The Schema Theorem and Price's Theorem

Lee Altenberg

In Foundations of Genetic Algorithms 3, ed. Darrell Whitley and Michael Vose. pp. 23-49. Morgan Kaufmann, San Francisco, 1995.

Measurement functions, F(x, . ), and the population properties measured by their mean in the population, F^bar.}

Abstract Holland's Schema Theorem is widely taken to be the foundation for explanations of the power of genetic algorithms (GAs). Yet some dissent has been expressed as to its implications. Here, dissenting arguments are reviewed and elaborated upon, explaining why the Schema Theorem has no implications for how well a GA is performing. Interpretations of the Schema Theorem have implicitly assumed that a correlation exists between parent and offspring fitnesses, and this assumption is made explicit in results based on Price's Covariance and Selection Theorem. Schemata do not play a part in the performance theorems derived for representations and operators in general.
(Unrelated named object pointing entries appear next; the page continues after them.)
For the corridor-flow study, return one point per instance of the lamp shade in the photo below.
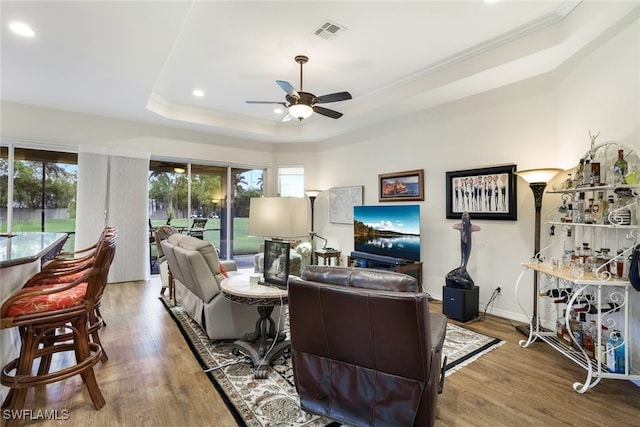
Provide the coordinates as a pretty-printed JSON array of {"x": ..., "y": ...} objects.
[
  {"x": 300, "y": 111},
  {"x": 538, "y": 175},
  {"x": 281, "y": 217}
]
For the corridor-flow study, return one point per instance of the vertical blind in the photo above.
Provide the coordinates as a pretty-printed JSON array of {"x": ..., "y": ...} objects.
[{"x": 113, "y": 190}]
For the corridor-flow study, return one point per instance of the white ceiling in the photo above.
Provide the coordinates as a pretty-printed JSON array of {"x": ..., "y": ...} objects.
[{"x": 141, "y": 60}]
However, schemata re-emerge when recombination operators are used. Using Geiringer's recombination distribution representation of recombination operators, a ``missing'' schema theorem is derived which makes explicit the intuition for when a GA should perform well. Finally, the method of ``adaptive landscape'' analysis is examined and counterexamples offered to the commonly used correlation statistic. Instead, an alternative statistic---the transmission function in the fitness domain--- is proposed as the optimal statistic for estimating GA performance from limited samples.